Only adult dystrophic muscle displays increased density of the microtubule network, an upstream modulator of X-ROS. (A and B) Adult, but not young, mdx muscle shows increased abundance of the tubulin subunits α and β and increased detyrosination of tubulin (Glu-tubulin) compared to age-matched WT muscle (*P < 0.05 compared to young; n = 6 animals per genotype per age). (C) Immunohistochemistry of α-tubulin reveals that mdx FDB shows a denser microtubule network than WT FDB. Inset panels show binarization of the region of interest (boxed in red). Scale bar, 20 µm. (D) Quantification was performed on binary images of α-tubulin immunohistochemistry (fig. S5; n = 2 animals, 12 fibers per genotype and condition; *P < 0.05, ***P < 0.001). (E) Increased microtubule network density is accompanied by increased membrane stiffness as measured by AFM (*P < 0.05 compared to young; #P < 0.05 compared to WT). (F and G) Only adult mdx muscle displays (F) X-ROS (n = 2 animals, 14 fibers per genotype; *P < 0.05 compared to young; #P < 0.05 compared to WT) and (G) increased calcium influx (n = 2 animals, 10 fibers per genotype; *P < 0.05 compared to young; #P < 0.05 compared to WT). Data from adult WT and mdx were replotted from Fig. 1, B and D, for comparison. (H) Increasing the microtubule density of young WT and mdx FDBs reveals X-ROS–competent fibers (n = 2 animals, 11 to 14 fibers per genotype; *P < 0.05, ***P < 0.001).

Fig. 3

In vivo inhibition of X-ROS decreases contraction-induced injury in mdx. (A to D) EDL muscle from mdx mice treated in vivo with vehicle, colchicine, or apocynin was assayed for susceptibility to either in vitro isometric contraction–induced injury (A and B) or in vivo eccentric contraction–induced injury (C and D).
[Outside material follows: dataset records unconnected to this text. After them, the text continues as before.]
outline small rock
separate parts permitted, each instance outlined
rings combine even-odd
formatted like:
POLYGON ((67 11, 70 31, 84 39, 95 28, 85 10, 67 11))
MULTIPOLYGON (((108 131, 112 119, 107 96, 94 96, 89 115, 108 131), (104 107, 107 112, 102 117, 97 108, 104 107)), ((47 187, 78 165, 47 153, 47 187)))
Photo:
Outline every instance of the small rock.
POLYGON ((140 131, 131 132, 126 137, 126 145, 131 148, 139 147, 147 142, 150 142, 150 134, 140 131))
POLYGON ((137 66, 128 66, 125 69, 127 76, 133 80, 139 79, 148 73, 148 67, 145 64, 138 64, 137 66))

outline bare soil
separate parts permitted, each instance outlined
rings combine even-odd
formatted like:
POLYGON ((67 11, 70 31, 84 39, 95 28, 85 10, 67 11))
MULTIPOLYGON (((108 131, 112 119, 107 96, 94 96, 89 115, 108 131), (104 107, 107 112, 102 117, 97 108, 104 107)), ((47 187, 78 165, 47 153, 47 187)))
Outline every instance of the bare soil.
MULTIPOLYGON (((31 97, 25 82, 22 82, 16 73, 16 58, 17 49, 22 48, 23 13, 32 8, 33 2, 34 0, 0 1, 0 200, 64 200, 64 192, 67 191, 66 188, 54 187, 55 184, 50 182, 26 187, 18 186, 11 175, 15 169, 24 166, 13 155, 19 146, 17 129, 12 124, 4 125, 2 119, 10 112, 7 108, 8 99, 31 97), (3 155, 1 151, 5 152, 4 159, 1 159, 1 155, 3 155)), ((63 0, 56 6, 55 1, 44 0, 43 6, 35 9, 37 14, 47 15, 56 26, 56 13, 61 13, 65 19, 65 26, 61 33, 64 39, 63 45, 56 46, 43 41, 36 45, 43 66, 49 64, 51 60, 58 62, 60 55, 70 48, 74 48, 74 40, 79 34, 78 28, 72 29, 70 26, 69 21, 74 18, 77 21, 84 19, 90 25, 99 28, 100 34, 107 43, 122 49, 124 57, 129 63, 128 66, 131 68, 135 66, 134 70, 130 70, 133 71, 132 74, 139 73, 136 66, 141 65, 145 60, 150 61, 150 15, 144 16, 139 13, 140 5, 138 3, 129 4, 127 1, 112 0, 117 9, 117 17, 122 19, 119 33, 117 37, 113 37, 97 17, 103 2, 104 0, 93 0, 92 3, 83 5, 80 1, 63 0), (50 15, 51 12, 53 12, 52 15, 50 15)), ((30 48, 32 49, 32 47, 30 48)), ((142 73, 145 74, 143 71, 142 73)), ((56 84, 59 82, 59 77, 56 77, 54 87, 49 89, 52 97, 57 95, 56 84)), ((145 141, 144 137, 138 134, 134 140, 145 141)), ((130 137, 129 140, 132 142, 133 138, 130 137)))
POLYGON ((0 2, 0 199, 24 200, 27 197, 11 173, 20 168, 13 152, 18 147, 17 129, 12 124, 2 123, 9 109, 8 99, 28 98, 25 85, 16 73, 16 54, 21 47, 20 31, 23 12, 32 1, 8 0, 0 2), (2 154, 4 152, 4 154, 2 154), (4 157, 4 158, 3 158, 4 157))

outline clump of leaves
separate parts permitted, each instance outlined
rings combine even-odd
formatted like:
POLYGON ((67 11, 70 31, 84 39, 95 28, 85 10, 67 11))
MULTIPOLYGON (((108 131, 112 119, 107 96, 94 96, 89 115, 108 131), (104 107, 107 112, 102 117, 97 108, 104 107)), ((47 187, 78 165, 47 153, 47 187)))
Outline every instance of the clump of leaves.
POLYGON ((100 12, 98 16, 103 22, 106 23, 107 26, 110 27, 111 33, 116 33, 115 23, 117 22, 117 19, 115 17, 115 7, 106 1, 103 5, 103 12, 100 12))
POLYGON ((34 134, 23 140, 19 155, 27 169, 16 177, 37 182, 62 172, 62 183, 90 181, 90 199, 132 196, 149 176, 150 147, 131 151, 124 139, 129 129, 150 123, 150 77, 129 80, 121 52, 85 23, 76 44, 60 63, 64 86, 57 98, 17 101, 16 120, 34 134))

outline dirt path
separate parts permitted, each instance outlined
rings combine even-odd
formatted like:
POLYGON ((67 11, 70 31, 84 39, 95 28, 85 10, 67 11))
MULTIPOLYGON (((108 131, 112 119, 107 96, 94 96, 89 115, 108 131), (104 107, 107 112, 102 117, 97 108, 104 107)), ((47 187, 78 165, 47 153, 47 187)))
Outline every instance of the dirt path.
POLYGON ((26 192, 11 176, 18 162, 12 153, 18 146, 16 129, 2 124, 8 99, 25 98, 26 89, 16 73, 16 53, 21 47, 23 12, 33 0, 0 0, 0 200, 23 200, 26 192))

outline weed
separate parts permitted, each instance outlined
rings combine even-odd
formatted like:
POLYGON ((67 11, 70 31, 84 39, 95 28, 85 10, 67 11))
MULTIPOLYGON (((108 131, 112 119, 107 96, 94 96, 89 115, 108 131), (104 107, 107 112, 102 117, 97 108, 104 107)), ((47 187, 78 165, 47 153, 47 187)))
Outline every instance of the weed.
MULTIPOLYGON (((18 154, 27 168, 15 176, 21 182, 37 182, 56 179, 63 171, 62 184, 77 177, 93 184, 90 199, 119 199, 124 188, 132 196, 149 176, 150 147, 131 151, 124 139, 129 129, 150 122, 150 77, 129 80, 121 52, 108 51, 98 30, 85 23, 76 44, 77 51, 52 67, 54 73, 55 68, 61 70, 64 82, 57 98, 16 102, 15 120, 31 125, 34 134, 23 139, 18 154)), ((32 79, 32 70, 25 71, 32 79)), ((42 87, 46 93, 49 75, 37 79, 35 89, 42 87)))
Normalized isometric force transients of the initial (t = 0; WT in black, mdx in red) and final (gray) contractions (A and C). WT muscle (n = 4) exhibited little force loss after this protocol, whereas mdx (n = 3) exhibited significant force deficits. Treatment with colchicine (n = 4) or apocynin (n = 4) resulted in a significant protection from force loss (ANOVA: *P < 0.05; NS, not significant compared to WT) (B). WT muscle (n = 3) displayed an ~40% decrease in specific force generation after 20 eccentric contractions, whereas force generation was almost absent in mdx muscle. Treatment with colchicine (n = 4) or apocynin (n = 3) resulted in a significant protection from force loss (ANOVA: *P < 0.05; NS, not significant compared to WT) (D).

Fig. 4

Transcriptome analysis of DMD muscle supports the X-ROS signaling mechanism in DMD. Genes in red show significantly increased expression and those in blue show significantly decreased expression in DMD muscle. Arrows represent direct positive regulation. Blunt arrows represent negative regulation. AGT, angiotensin II; AGTR, angiotensin II receptor; CALM, calmodulin; CASQ, calsequestrin; CAT, catalase; CAV3, caveolin 3; CUL3, cullin 3; DHPR, dihydropyridine receptor; GLRX, glutaredoxin; GSR, glutathione S-reductase; GST, glutathione S-transferase; JCTN, junction; MAO, monoamine oxidase; MAP, microtubule-associated protein; NOS, nitric oxide synthase; PLN, phospholamban; PRDX, peroxiredoxin; PRKCA, protein kinase Cα; SERCA, sarcoplasmic/endoplasmic reticulum calcium ATPase; SOD, superoxide dismutase; STMN1, stathmin 1; TGFBR, transforming growth factor–β receptor; TRDN, triadin; TUBA, tubulin α; TUBB, tubulin β; TXN, thioredoxin; TXNRD, thioredoxin reductase. These results from clinical patient samples suggest that the X-ROS signaling pathway operates in human DMD muscle.